A draft negotiating text was circulated yesterday at the UN climate summit in Lima, Peru that would cut carbon emissions to zero by 2050, earlier than many other proposals, and could spell the end of the fossil fuel industry. It's one of the most ambitious proposals to come out of the conference.

Scenes like this would become history in 35 years if a new draft proposal to end carbon emissions by 2050 is adopted in Paris next year.
Photo credit: Shutterstock

According to The Guardian of London, the countries behind this aggressive proposal to address climate change include Norway, Sweden, the Marshall Islands, Chile, Colombia, Costa Rica, Guatemala, Peru and Panama. Their hope is that it will provide a negotiating framework heading into next December's final talks in Paris.
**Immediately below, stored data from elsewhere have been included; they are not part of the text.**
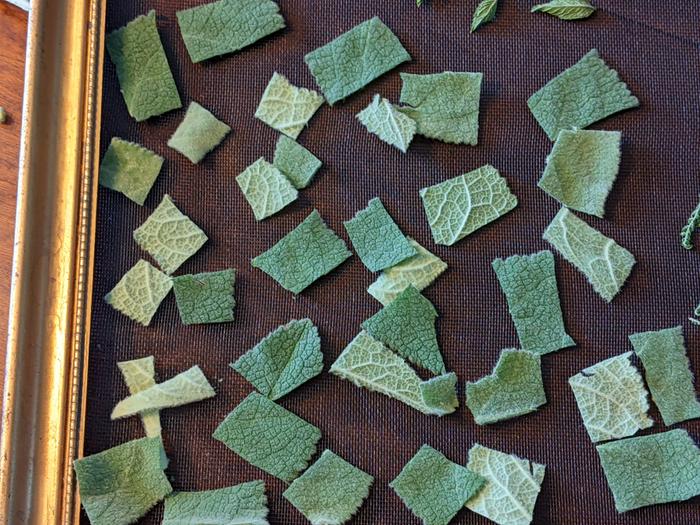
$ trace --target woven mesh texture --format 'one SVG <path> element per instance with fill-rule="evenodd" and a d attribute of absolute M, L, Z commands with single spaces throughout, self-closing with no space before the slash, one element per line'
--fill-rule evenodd
<path fill-rule="evenodd" d="M 388 487 L 389 481 L 423 443 L 464 464 L 475 442 L 547 465 L 536 524 L 700 523 L 699 498 L 624 515 L 615 512 L 567 384 L 582 368 L 630 350 L 628 334 L 680 323 L 685 325 L 691 365 L 700 372 L 700 330 L 686 321 L 700 300 L 700 255 L 682 249 L 678 237 L 696 204 L 700 174 L 700 6 L 672 0 L 659 9 L 652 0 L 598 0 L 599 10 L 592 18 L 567 23 L 530 14 L 530 2 L 501 3 L 497 20 L 470 34 L 475 0 L 428 0 L 421 9 L 412 0 L 280 0 L 287 29 L 242 52 L 202 64 L 191 63 L 175 18 L 177 10 L 197 2 L 109 3 L 108 30 L 149 9 L 157 10 L 163 45 L 185 107 L 196 100 L 233 131 L 200 165 L 190 164 L 166 146 L 184 108 L 136 123 L 127 114 L 114 67 L 106 60 L 102 151 L 111 137 L 119 136 L 163 155 L 166 163 L 144 207 L 100 188 L 86 454 L 142 435 L 138 418 L 109 420 L 114 404 L 127 395 L 117 361 L 153 354 L 160 380 L 199 364 L 216 386 L 217 396 L 162 414 L 171 458 L 168 473 L 175 489 L 203 490 L 264 479 L 271 523 L 306 523 L 282 498 L 284 483 L 247 464 L 211 434 L 252 388 L 229 363 L 277 326 L 309 317 L 319 327 L 326 371 L 280 402 L 321 428 L 320 450 L 330 448 L 376 478 L 353 523 L 417 523 Z M 303 56 L 374 15 L 399 36 L 413 61 L 347 101 L 318 112 L 299 140 L 323 160 L 323 168 L 296 202 L 256 223 L 234 177 L 260 156 L 272 160 L 277 133 L 253 117 L 267 82 L 278 71 L 295 85 L 315 88 Z M 529 113 L 526 100 L 593 47 L 620 72 L 641 107 L 592 126 L 621 130 L 623 154 L 605 220 L 585 219 L 632 251 L 638 264 L 620 296 L 608 305 L 557 256 L 566 326 L 578 346 L 543 357 L 548 398 L 543 408 L 479 427 L 464 408 L 463 383 L 489 373 L 500 350 L 518 344 L 490 263 L 496 257 L 550 248 L 542 232 L 559 209 L 536 187 L 551 142 Z M 484 73 L 478 146 L 417 137 L 403 155 L 369 135 L 356 120 L 355 114 L 374 93 L 398 102 L 398 71 L 445 70 Z M 518 208 L 455 246 L 436 246 L 418 190 L 486 163 L 506 177 L 520 202 Z M 210 238 L 178 274 L 238 270 L 235 322 L 183 326 L 171 294 L 152 325 L 143 328 L 102 301 L 128 268 L 141 257 L 148 259 L 132 240 L 132 232 L 165 193 Z M 376 276 L 359 258 L 353 257 L 296 298 L 250 266 L 252 257 L 314 208 L 347 240 L 342 222 L 377 196 L 406 234 L 449 264 L 449 270 L 426 290 L 440 312 L 438 334 L 447 368 L 460 379 L 462 406 L 441 419 L 327 373 L 360 323 L 380 307 L 365 291 Z M 655 408 L 652 415 L 656 425 L 643 434 L 664 430 Z M 700 439 L 700 421 L 680 426 Z M 144 523 L 158 523 L 161 513 L 158 507 Z M 481 525 L 487 520 L 463 510 L 454 523 Z"/>

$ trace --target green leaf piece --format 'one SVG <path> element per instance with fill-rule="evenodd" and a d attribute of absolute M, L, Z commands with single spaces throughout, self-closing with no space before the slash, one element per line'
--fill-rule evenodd
<path fill-rule="evenodd" d="M 608 303 L 620 292 L 635 264 L 634 255 L 568 209 L 556 214 L 542 236 Z"/>
<path fill-rule="evenodd" d="M 134 142 L 114 137 L 100 164 L 100 185 L 143 206 L 163 166 L 163 157 Z"/>
<path fill-rule="evenodd" d="M 207 242 L 207 235 L 177 209 L 170 195 L 146 222 L 134 230 L 134 240 L 168 275 L 192 257 Z"/>
<path fill-rule="evenodd" d="M 231 367 L 270 399 L 279 399 L 323 370 L 318 329 L 310 319 L 270 332 Z"/>
<path fill-rule="evenodd" d="M 620 167 L 621 137 L 619 131 L 561 131 L 537 185 L 564 206 L 602 218 Z"/>
<path fill-rule="evenodd" d="M 416 255 L 415 248 L 376 197 L 343 225 L 352 247 L 371 272 L 390 268 Z"/>
<path fill-rule="evenodd" d="M 681 229 L 681 246 L 686 250 L 693 249 L 693 233 L 698 229 L 698 226 L 700 226 L 700 202 L 688 217 L 688 223 Z"/>
<path fill-rule="evenodd" d="M 486 480 L 423 445 L 389 483 L 424 525 L 447 525 Z"/>
<path fill-rule="evenodd" d="M 265 483 L 178 492 L 165 498 L 162 525 L 269 525 Z"/>
<path fill-rule="evenodd" d="M 416 133 L 416 121 L 387 99 L 374 95 L 372 102 L 357 114 L 367 131 L 406 153 Z"/>
<path fill-rule="evenodd" d="M 248 47 L 285 27 L 271 0 L 219 0 L 178 11 L 177 23 L 192 62 Z"/>
<path fill-rule="evenodd" d="M 129 115 L 138 122 L 182 107 L 156 27 L 156 12 L 139 16 L 107 35 Z"/>
<path fill-rule="evenodd" d="M 407 60 L 411 55 L 376 16 L 304 57 L 331 105 Z"/>
<path fill-rule="evenodd" d="M 274 215 L 299 196 L 289 179 L 262 157 L 238 175 L 236 182 L 256 221 Z"/>
<path fill-rule="evenodd" d="M 128 441 L 73 462 L 80 501 L 92 525 L 129 525 L 173 489 L 160 438 Z"/>
<path fill-rule="evenodd" d="M 172 287 L 170 277 L 140 259 L 104 299 L 129 319 L 148 326 Z"/>
<path fill-rule="evenodd" d="M 401 73 L 400 108 L 416 122 L 416 133 L 450 144 L 475 146 L 479 136 L 481 73 Z"/>
<path fill-rule="evenodd" d="M 175 377 L 158 383 L 117 403 L 112 419 L 143 414 L 163 408 L 173 408 L 214 397 L 216 392 L 201 368 L 193 366 Z"/>
<path fill-rule="evenodd" d="M 506 179 L 487 164 L 420 190 L 436 244 L 451 246 L 518 204 Z"/>
<path fill-rule="evenodd" d="M 491 375 L 467 383 L 466 394 L 477 425 L 534 412 L 547 402 L 540 356 L 527 350 L 503 350 Z"/>
<path fill-rule="evenodd" d="M 618 512 L 700 494 L 700 449 L 685 430 L 613 441 L 596 449 Z"/>
<path fill-rule="evenodd" d="M 221 422 L 214 439 L 248 463 L 289 483 L 308 466 L 321 431 L 252 392 Z"/>
<path fill-rule="evenodd" d="M 484 488 L 467 502 L 472 512 L 498 525 L 529 525 L 545 466 L 476 443 L 467 468 L 484 478 Z"/>
<path fill-rule="evenodd" d="M 311 525 L 341 525 L 369 495 L 374 478 L 330 450 L 282 494 Z"/>
<path fill-rule="evenodd" d="M 413 286 L 419 292 L 424 290 L 447 270 L 447 263 L 442 259 L 410 237 L 407 239 L 416 255 L 383 270 L 377 280 L 367 288 L 367 292 L 383 305 L 396 299 L 409 286 Z"/>
<path fill-rule="evenodd" d="M 369 335 L 411 363 L 434 374 L 445 373 L 435 332 L 438 313 L 413 286 L 362 323 Z"/>
<path fill-rule="evenodd" d="M 156 369 L 153 356 L 117 363 L 124 382 L 130 394 L 138 394 L 156 384 Z M 147 410 L 141 414 L 141 423 L 148 437 L 158 437 L 161 434 L 160 412 Z"/>
<path fill-rule="evenodd" d="M 311 179 L 321 167 L 321 161 L 313 153 L 286 135 L 280 135 L 277 139 L 272 164 L 298 190 L 311 184 Z"/>
<path fill-rule="evenodd" d="M 593 443 L 619 439 L 649 428 L 649 402 L 632 352 L 611 357 L 569 378 L 576 404 Z"/>
<path fill-rule="evenodd" d="M 323 222 L 317 210 L 251 264 L 282 288 L 298 294 L 350 257 L 343 239 Z"/>
<path fill-rule="evenodd" d="M 474 10 L 472 16 L 471 32 L 473 33 L 484 24 L 488 24 L 496 18 L 498 10 L 498 0 L 481 0 Z"/>
<path fill-rule="evenodd" d="M 191 102 L 185 118 L 168 140 L 168 146 L 182 153 L 193 164 L 198 164 L 230 132 L 228 124 L 221 122 L 196 102 Z"/>
<path fill-rule="evenodd" d="M 427 415 L 444 416 L 457 407 L 454 391 L 446 392 L 451 374 L 421 381 L 406 361 L 364 330 L 338 356 L 330 372 Z"/>
<path fill-rule="evenodd" d="M 591 16 L 595 7 L 588 0 L 552 0 L 546 4 L 532 6 L 530 11 L 547 13 L 562 20 L 580 20 Z"/>
<path fill-rule="evenodd" d="M 555 140 L 561 130 L 585 128 L 639 106 L 639 100 L 592 49 L 532 95 L 527 105 L 549 139 Z"/>
<path fill-rule="evenodd" d="M 322 105 L 321 95 L 293 86 L 283 75 L 274 73 L 255 110 L 255 117 L 295 139 Z"/>
<path fill-rule="evenodd" d="M 180 319 L 185 325 L 233 321 L 236 270 L 179 275 L 173 290 Z"/>
<path fill-rule="evenodd" d="M 644 365 L 651 398 L 659 407 L 664 425 L 699 418 L 700 401 L 695 395 L 683 327 L 641 332 L 629 339 Z"/>
<path fill-rule="evenodd" d="M 491 266 L 523 350 L 547 354 L 576 344 L 564 328 L 552 252 L 495 259 Z"/>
The 33-page draft text suggested that developed countries reach peak emissions by next year en route to eliminating them entirely by 2050 and achieving negative emissions by 2100. It noted that "the time frame for peaking may be longer in developing countries, in the context of equitable access to sustainable development." and suggested pathways to achieving its goal.

Reaction from environmental activists was positive, although they cautioned that it will take some determined advocacy and hard work to keep it in the final agreement to be hammered out in Paris.

"I think we have to say to ourselves that the chances of this stuff staying in the text are down to all of our collective efforts in demanding that this stays in the text," Ruth David of Greenpeace UK told Guardian writer Graham Readfearn. "This is not only civil society but also progressive businesses who have to make their voices heard in keeping this in the text. The chances of this stuff surviving are dependent on the efforts that we collectively make to influence politicians to do the right thing."

"This text won’t be settled here," Alden Meyer of the Union of Concerned Scientists told The Guardian. "It is an options text that then needs to be translated into a legal text and it won’t be decided until the last night at Paris. So which long-term goal survives the end of the day we won’t know until a year from now. But there was incredible political momentum coming out of the climate summit in New York where about 60 national leaders endorsed the need for a long-term goal as part of the Paris agreement and that number is continuing to grow. We have more and more businesses, faith groups and unions speaking out—there is a momentum building around this and I think by Paris next year the chances of a strong goal staying in the agreement are probably much greater than they are right now."

On the other hand, major carbon emitter Saudi Arabia said the 2050 goal was not achievable. Khalid Abuleif, Saudi Arabia’s lead climate negotiator, told the Financial Times, “We really don’t think it’s realistic at this stage with the current technology and current economic model base we have."